Что он, маленький, что ли, чтобы давать отчет о своем поведении? Ему уже надоело это вечное выслеживание! Он просит раз и навсегда не вмешиваться в его дела, не требовать от него никаких отчетов и не бегать за ним по пятам, следя, где он и что он. Это ни на что не похоже, наконец!

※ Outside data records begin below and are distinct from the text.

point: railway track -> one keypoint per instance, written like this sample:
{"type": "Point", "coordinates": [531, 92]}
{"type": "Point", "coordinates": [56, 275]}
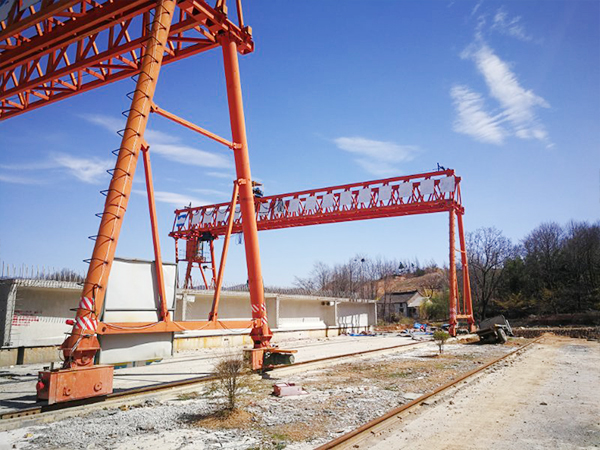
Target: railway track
{"type": "Point", "coordinates": [360, 436]}
{"type": "Point", "coordinates": [44, 413]}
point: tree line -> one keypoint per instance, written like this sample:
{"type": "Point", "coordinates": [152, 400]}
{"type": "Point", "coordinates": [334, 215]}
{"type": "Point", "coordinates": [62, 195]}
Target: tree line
{"type": "Point", "coordinates": [555, 269]}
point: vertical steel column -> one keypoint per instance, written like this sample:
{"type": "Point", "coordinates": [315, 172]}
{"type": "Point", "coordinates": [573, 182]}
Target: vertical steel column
{"type": "Point", "coordinates": [452, 275]}
{"type": "Point", "coordinates": [261, 334]}
{"type": "Point", "coordinates": [214, 313]}
{"type": "Point", "coordinates": [187, 284]}
{"type": "Point", "coordinates": [213, 280]}
{"type": "Point", "coordinates": [160, 278]}
{"type": "Point", "coordinates": [466, 277]}
{"type": "Point", "coordinates": [77, 350]}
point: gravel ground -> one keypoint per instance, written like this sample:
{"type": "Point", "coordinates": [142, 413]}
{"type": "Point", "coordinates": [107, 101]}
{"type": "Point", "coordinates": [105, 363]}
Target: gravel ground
{"type": "Point", "coordinates": [339, 399]}
{"type": "Point", "coordinates": [547, 398]}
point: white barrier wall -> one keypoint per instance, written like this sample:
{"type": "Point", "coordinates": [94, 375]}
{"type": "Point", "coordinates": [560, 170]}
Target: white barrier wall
{"type": "Point", "coordinates": [34, 313]}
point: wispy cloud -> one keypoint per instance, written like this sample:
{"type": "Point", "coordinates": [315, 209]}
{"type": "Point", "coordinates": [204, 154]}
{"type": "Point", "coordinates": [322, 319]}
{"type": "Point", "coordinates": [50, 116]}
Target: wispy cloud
{"type": "Point", "coordinates": [228, 175]}
{"type": "Point", "coordinates": [518, 104]}
{"type": "Point", "coordinates": [472, 119]}
{"type": "Point", "coordinates": [88, 170]}
{"type": "Point", "coordinates": [516, 107]}
{"type": "Point", "coordinates": [19, 180]}
{"type": "Point", "coordinates": [377, 157]}
{"type": "Point", "coordinates": [167, 145]}
{"type": "Point", "coordinates": [510, 26]}
{"type": "Point", "coordinates": [173, 198]}
{"type": "Point", "coordinates": [40, 165]}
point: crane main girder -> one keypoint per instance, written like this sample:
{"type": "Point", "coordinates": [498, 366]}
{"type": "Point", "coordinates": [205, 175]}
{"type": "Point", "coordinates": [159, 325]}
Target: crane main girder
{"type": "Point", "coordinates": [400, 196]}
{"type": "Point", "coordinates": [67, 47]}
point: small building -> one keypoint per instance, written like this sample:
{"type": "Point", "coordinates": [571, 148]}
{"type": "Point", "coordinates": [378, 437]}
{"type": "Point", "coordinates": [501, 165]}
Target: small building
{"type": "Point", "coordinates": [400, 304]}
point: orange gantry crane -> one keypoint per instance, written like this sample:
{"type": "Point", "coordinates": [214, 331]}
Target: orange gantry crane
{"type": "Point", "coordinates": [54, 49]}
{"type": "Point", "coordinates": [51, 50]}
{"type": "Point", "coordinates": [425, 193]}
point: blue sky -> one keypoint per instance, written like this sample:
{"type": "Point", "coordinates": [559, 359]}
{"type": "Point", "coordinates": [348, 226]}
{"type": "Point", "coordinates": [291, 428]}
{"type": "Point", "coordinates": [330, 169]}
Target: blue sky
{"type": "Point", "coordinates": [506, 93]}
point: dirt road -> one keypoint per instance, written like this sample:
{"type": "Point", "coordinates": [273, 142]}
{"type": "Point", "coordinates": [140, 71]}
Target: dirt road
{"type": "Point", "coordinates": [548, 398]}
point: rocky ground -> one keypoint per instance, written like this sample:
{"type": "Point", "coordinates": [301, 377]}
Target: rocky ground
{"type": "Point", "coordinates": [339, 399]}
{"type": "Point", "coordinates": [546, 399]}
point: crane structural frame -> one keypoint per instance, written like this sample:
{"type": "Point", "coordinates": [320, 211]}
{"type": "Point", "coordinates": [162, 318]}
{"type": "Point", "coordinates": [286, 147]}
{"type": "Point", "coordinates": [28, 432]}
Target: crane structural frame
{"type": "Point", "coordinates": [53, 49]}
{"type": "Point", "coordinates": [424, 193]}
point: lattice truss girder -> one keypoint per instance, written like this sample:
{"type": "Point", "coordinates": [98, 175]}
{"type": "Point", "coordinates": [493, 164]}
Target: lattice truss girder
{"type": "Point", "coordinates": [415, 194]}
{"type": "Point", "coordinates": [55, 49]}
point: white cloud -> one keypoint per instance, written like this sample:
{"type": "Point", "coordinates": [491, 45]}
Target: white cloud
{"type": "Point", "coordinates": [19, 180]}
{"type": "Point", "coordinates": [377, 157]}
{"type": "Point", "coordinates": [518, 103]}
{"type": "Point", "coordinates": [88, 170]}
{"type": "Point", "coordinates": [472, 119]}
{"type": "Point", "coordinates": [510, 26]}
{"type": "Point", "coordinates": [228, 175]}
{"type": "Point", "coordinates": [42, 165]}
{"type": "Point", "coordinates": [175, 199]}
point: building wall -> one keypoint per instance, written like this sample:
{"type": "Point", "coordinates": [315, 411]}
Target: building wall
{"type": "Point", "coordinates": [40, 313]}
{"type": "Point", "coordinates": [351, 315]}
{"type": "Point", "coordinates": [36, 312]}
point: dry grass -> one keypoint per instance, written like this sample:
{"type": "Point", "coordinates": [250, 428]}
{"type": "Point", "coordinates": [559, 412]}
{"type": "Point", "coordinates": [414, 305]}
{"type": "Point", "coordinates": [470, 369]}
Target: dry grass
{"type": "Point", "coordinates": [226, 419]}
{"type": "Point", "coordinates": [298, 431]}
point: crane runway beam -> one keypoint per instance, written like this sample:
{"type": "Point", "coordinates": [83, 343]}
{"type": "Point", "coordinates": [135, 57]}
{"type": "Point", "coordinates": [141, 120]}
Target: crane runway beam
{"type": "Point", "coordinates": [408, 195]}
{"type": "Point", "coordinates": [64, 48]}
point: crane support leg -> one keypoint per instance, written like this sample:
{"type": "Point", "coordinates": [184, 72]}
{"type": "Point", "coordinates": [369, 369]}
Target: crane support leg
{"type": "Point", "coordinates": [261, 333]}
{"type": "Point", "coordinates": [468, 303]}
{"type": "Point", "coordinates": [80, 347]}
{"type": "Point", "coordinates": [452, 274]}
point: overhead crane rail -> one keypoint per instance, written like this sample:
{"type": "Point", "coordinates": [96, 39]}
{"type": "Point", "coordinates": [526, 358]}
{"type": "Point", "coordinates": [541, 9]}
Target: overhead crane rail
{"type": "Point", "coordinates": [406, 195]}
{"type": "Point", "coordinates": [424, 193]}
{"type": "Point", "coordinates": [51, 50]}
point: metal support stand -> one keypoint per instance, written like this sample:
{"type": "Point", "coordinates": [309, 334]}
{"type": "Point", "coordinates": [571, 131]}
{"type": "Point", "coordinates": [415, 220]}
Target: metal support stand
{"type": "Point", "coordinates": [80, 347]}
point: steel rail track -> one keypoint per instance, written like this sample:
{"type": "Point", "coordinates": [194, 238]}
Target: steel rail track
{"type": "Point", "coordinates": [129, 394]}
{"type": "Point", "coordinates": [354, 438]}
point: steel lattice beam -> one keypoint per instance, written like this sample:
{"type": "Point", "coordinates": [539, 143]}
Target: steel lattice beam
{"type": "Point", "coordinates": [390, 197]}
{"type": "Point", "coordinates": [68, 47]}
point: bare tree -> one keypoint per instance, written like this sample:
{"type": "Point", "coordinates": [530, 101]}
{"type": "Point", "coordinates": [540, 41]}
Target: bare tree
{"type": "Point", "coordinates": [229, 371]}
{"type": "Point", "coordinates": [488, 251]}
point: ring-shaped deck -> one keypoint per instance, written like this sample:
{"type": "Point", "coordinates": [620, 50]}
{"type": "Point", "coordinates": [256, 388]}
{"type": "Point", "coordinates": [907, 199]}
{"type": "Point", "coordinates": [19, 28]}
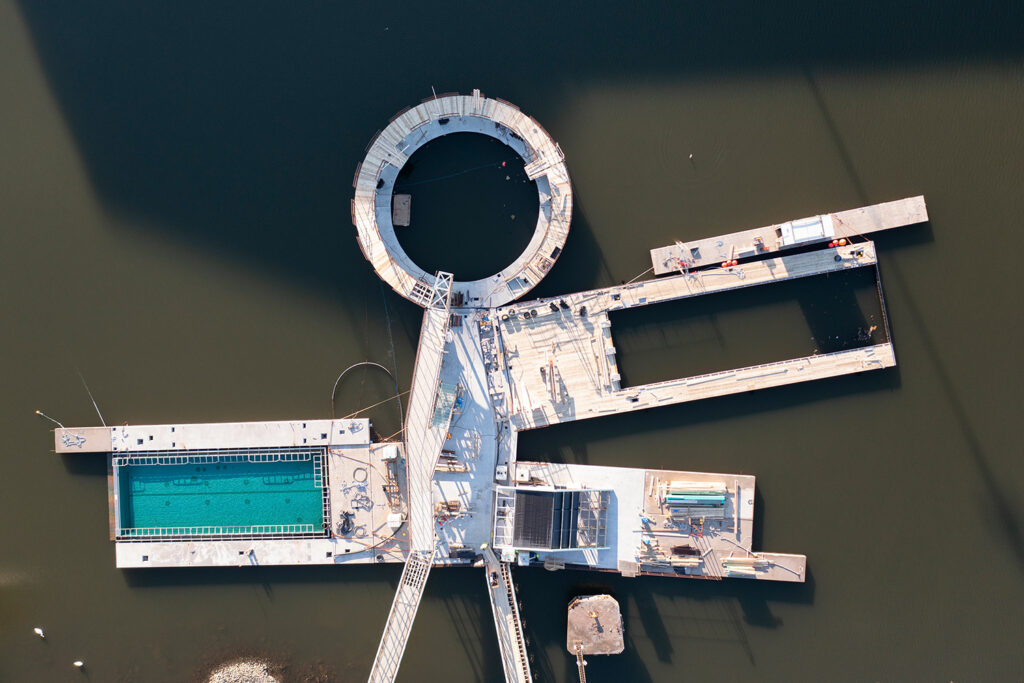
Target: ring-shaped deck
{"type": "Point", "coordinates": [414, 127]}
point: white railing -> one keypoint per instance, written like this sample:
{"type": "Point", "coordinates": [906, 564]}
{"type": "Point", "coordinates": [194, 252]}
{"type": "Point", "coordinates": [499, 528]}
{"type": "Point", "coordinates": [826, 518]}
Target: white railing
{"type": "Point", "coordinates": [399, 621]}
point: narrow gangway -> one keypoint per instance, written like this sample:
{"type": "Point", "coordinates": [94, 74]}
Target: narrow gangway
{"type": "Point", "coordinates": [426, 430]}
{"type": "Point", "coordinates": [509, 627]}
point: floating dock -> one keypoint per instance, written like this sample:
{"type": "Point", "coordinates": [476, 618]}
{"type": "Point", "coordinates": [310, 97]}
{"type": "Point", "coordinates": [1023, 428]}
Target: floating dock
{"type": "Point", "coordinates": [595, 626]}
{"type": "Point", "coordinates": [560, 363]}
{"type": "Point", "coordinates": [851, 225]}
{"type": "Point", "coordinates": [357, 513]}
{"type": "Point", "coordinates": [454, 491]}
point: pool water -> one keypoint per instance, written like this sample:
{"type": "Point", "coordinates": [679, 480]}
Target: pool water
{"type": "Point", "coordinates": [220, 496]}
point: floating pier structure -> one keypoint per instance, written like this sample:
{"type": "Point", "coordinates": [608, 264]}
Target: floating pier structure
{"type": "Point", "coordinates": [487, 367]}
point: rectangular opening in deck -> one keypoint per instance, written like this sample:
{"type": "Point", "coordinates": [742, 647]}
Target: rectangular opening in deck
{"type": "Point", "coordinates": [750, 326]}
{"type": "Point", "coordinates": [175, 495]}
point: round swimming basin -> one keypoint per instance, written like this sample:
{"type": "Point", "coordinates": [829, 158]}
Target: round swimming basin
{"type": "Point", "coordinates": [414, 127]}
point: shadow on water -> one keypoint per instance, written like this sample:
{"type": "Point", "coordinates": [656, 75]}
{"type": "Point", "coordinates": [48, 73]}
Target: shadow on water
{"type": "Point", "coordinates": [692, 336]}
{"type": "Point", "coordinates": [464, 595]}
{"type": "Point", "coordinates": [672, 616]}
{"type": "Point", "coordinates": [90, 464]}
{"type": "Point", "coordinates": [264, 577]}
{"type": "Point", "coordinates": [243, 138]}
{"type": "Point", "coordinates": [1008, 516]}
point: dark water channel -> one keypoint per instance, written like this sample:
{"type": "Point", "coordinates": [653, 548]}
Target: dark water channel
{"type": "Point", "coordinates": [174, 225]}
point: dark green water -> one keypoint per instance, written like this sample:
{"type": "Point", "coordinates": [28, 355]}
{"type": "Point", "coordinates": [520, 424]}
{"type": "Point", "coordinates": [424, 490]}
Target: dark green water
{"type": "Point", "coordinates": [174, 224]}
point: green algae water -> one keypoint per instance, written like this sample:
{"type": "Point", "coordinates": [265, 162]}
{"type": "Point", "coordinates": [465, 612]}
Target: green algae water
{"type": "Point", "coordinates": [174, 225]}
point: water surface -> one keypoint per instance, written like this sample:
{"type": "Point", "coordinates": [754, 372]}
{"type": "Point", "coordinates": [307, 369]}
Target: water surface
{"type": "Point", "coordinates": [174, 224]}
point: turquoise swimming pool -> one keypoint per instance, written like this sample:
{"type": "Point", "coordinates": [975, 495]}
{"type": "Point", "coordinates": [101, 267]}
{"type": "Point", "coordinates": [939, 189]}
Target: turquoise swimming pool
{"type": "Point", "coordinates": [210, 493]}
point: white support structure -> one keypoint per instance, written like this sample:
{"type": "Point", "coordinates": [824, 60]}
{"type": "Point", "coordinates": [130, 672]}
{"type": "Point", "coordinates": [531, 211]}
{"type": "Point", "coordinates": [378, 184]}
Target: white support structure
{"type": "Point", "coordinates": [424, 439]}
{"type": "Point", "coordinates": [399, 622]}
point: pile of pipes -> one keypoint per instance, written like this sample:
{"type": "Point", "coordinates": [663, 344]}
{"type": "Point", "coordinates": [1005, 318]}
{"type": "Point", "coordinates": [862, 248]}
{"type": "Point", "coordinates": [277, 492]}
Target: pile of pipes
{"type": "Point", "coordinates": [686, 499]}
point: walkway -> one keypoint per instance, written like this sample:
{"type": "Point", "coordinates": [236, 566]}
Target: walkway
{"type": "Point", "coordinates": [426, 429]}
{"type": "Point", "coordinates": [507, 623]}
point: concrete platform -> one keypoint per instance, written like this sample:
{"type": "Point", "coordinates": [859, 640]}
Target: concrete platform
{"type": "Point", "coordinates": [560, 365]}
{"type": "Point", "coordinates": [414, 127]}
{"type": "Point", "coordinates": [852, 224]}
{"type": "Point", "coordinates": [718, 547]}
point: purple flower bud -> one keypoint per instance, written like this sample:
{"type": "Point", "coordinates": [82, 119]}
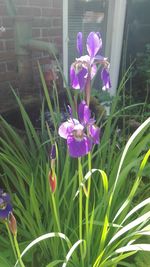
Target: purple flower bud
{"type": "Point", "coordinates": [12, 223]}
{"type": "Point", "coordinates": [5, 205]}
{"type": "Point", "coordinates": [53, 152]}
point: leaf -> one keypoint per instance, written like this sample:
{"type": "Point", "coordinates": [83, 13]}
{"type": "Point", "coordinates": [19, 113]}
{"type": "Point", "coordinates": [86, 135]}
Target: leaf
{"type": "Point", "coordinates": [41, 238]}
{"type": "Point", "coordinates": [136, 247]}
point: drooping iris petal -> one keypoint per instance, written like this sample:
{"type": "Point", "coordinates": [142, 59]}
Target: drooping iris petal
{"type": "Point", "coordinates": [66, 128]}
{"type": "Point", "coordinates": [80, 43]}
{"type": "Point", "coordinates": [78, 79]}
{"type": "Point", "coordinates": [53, 152]}
{"type": "Point", "coordinates": [73, 78]}
{"type": "Point", "coordinates": [105, 79]}
{"type": "Point", "coordinates": [82, 76]}
{"type": "Point", "coordinates": [94, 133]}
{"type": "Point", "coordinates": [93, 71]}
{"type": "Point", "coordinates": [100, 58]}
{"type": "Point", "coordinates": [78, 148]}
{"type": "Point", "coordinates": [84, 113]}
{"type": "Point", "coordinates": [5, 211]}
{"type": "Point", "coordinates": [94, 43]}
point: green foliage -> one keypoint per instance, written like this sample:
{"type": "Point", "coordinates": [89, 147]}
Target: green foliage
{"type": "Point", "coordinates": [94, 222]}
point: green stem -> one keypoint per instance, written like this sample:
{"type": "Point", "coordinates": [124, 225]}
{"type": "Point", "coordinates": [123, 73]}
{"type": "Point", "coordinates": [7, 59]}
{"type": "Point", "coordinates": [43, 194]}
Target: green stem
{"type": "Point", "coordinates": [80, 206]}
{"type": "Point", "coordinates": [57, 219]}
{"type": "Point", "coordinates": [18, 251]}
{"type": "Point", "coordinates": [55, 212]}
{"type": "Point", "coordinates": [87, 208]}
{"type": "Point", "coordinates": [11, 239]}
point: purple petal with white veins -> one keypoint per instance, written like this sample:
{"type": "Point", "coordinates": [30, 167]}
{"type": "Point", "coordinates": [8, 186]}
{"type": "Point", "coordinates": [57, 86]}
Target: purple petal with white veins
{"type": "Point", "coordinates": [94, 133]}
{"type": "Point", "coordinates": [66, 128]}
{"type": "Point", "coordinates": [5, 212]}
{"type": "Point", "coordinates": [94, 43]}
{"type": "Point", "coordinates": [78, 148]}
{"type": "Point", "coordinates": [80, 43]}
{"type": "Point", "coordinates": [82, 76]}
{"type": "Point", "coordinates": [100, 58]}
{"type": "Point", "coordinates": [84, 113]}
{"type": "Point", "coordinates": [78, 79]}
{"type": "Point", "coordinates": [6, 197]}
{"type": "Point", "coordinates": [73, 78]}
{"type": "Point", "coordinates": [93, 71]}
{"type": "Point", "coordinates": [105, 79]}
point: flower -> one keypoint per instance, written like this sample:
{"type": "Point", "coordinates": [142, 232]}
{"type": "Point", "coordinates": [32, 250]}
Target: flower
{"type": "Point", "coordinates": [12, 223]}
{"type": "Point", "coordinates": [5, 205]}
{"type": "Point", "coordinates": [85, 66]}
{"type": "Point", "coordinates": [52, 180]}
{"type": "Point", "coordinates": [81, 134]}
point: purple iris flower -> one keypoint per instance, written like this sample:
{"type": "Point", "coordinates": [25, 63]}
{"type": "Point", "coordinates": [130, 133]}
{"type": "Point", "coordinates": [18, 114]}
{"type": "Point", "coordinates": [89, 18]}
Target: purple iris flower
{"type": "Point", "coordinates": [5, 205]}
{"type": "Point", "coordinates": [81, 134]}
{"type": "Point", "coordinates": [86, 66]}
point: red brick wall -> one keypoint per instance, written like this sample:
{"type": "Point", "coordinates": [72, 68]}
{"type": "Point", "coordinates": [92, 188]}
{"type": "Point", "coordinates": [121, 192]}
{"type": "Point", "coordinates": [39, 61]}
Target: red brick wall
{"type": "Point", "coordinates": [46, 25]}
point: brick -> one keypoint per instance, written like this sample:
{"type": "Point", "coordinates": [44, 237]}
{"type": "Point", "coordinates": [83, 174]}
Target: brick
{"type": "Point", "coordinates": [7, 22]}
{"type": "Point", "coordinates": [11, 66]}
{"type": "Point", "coordinates": [20, 2]}
{"type": "Point", "coordinates": [3, 10]}
{"type": "Point", "coordinates": [2, 66]}
{"type": "Point", "coordinates": [9, 33]}
{"type": "Point", "coordinates": [42, 3]}
{"type": "Point", "coordinates": [57, 22]}
{"type": "Point", "coordinates": [42, 22]}
{"type": "Point", "coordinates": [54, 12]}
{"type": "Point", "coordinates": [9, 44]}
{"type": "Point", "coordinates": [57, 3]}
{"type": "Point", "coordinates": [1, 45]}
{"type": "Point", "coordinates": [29, 11]}
{"type": "Point", "coordinates": [36, 32]}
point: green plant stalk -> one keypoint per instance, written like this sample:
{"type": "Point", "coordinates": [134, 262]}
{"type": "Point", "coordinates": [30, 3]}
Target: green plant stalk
{"type": "Point", "coordinates": [55, 212]}
{"type": "Point", "coordinates": [18, 251]}
{"type": "Point", "coordinates": [87, 208]}
{"type": "Point", "coordinates": [57, 218]}
{"type": "Point", "coordinates": [80, 207]}
{"type": "Point", "coordinates": [11, 240]}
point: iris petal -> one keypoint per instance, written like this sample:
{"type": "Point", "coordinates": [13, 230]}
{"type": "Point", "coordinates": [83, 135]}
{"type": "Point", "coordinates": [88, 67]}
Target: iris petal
{"type": "Point", "coordinates": [94, 133]}
{"type": "Point", "coordinates": [93, 71]}
{"type": "Point", "coordinates": [78, 148]}
{"type": "Point", "coordinates": [82, 76]}
{"type": "Point", "coordinates": [80, 43]}
{"type": "Point", "coordinates": [66, 128]}
{"type": "Point", "coordinates": [94, 43]}
{"type": "Point", "coordinates": [84, 113]}
{"type": "Point", "coordinates": [5, 212]}
{"type": "Point", "coordinates": [74, 78]}
{"type": "Point", "coordinates": [106, 79]}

Марья Сергеевна бледнела и печально опускала голову. Ей было и больно, и совестно. К чему он так говорит! Разве она следит? Ей просто хотелось видеть его, он отсутствовал пять дней, она боялась, не заболел ли он! Нельзя ли не бояться? А ему уж это надоело!
Виктор Алексеевич раздраженно ходил по кабинету из угла в угол, стараясь только не смотреть на Марью Сергеевну и не встречаться с нею взглядом. Эти глаза, темные, глубоко запавшие на исхудавшем и поблекшем лице ее, с немым тоскливым упреком следившие за ним, вызывали у него неприятное и неловкое чувство. Он ощущал их взгляд на своей спине, когда шагал в сторону от нее, и на лице, когда шел к ней.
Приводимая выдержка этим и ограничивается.